I have attempted to rectify all that is wrong with my life. Here they are:

  1. Saw the Crisis Support at the Manchester Royal Infirmary, and they are brilliant because they are going to speak to my doctor and get me anti-depressants.
  2. Spoke to Sam at the _________ and he’s trying to get me a job and hopefully somewhere to stay
  3. Spoke to Dandara Lettings (my lettings agent) and, well here’s the bad news: Once my flatmate moves out, I will have to move out. This is because of the way my contract’s been arranged. It’s a total setback, and has destroyed whatever optimism I had since speaking to Crisis Support this morning. I have 1 month to find a new flat and new flatmates.
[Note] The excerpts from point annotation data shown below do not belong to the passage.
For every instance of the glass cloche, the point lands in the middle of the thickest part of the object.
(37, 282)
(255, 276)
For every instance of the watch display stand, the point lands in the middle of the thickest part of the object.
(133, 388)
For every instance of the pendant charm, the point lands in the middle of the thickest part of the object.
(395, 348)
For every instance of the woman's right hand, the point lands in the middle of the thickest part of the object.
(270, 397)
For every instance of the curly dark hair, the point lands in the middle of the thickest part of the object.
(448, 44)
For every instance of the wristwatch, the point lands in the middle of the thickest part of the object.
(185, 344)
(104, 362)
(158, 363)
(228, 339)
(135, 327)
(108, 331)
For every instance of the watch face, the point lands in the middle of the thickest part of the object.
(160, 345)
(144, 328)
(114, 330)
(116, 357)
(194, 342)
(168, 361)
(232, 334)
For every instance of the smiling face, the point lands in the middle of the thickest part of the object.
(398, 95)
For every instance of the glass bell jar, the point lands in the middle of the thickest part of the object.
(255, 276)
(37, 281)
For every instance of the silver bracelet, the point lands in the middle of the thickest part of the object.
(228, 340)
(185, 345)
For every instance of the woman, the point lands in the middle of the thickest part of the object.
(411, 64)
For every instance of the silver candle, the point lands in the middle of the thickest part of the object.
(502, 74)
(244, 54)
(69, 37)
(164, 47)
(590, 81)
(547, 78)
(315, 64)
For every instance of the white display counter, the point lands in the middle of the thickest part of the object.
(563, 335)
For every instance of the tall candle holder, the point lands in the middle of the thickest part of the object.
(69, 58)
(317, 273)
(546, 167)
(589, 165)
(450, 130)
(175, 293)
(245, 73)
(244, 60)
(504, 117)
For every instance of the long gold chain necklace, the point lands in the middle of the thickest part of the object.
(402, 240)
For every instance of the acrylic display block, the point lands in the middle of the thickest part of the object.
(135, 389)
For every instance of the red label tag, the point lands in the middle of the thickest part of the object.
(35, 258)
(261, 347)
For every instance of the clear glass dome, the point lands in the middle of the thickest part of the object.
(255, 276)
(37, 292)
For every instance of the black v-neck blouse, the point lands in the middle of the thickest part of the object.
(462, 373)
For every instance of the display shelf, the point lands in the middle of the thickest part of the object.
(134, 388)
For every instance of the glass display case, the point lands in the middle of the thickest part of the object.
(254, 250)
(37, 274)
  4. I have also reached a new low in my life: I have gone back to Tesco to ask for a job. I worked for Tesco in my first year at uni and hated it so much that I’ve vowed never to go back, but things are so desperate that I have spoken to them and I hate myself so much now.
  5. I found vacancies at a bank (hah!) but I have to get out of this cloud of depression before I can bring myself to do anything useful. Churchill called it his ‘black dog’. I call it my Black Cloud. It’s this cloud that surrounds me, blocks out all light, and sucks out the joy in me.

I hope I can get through today. It has been a long day, much longer than yesterday.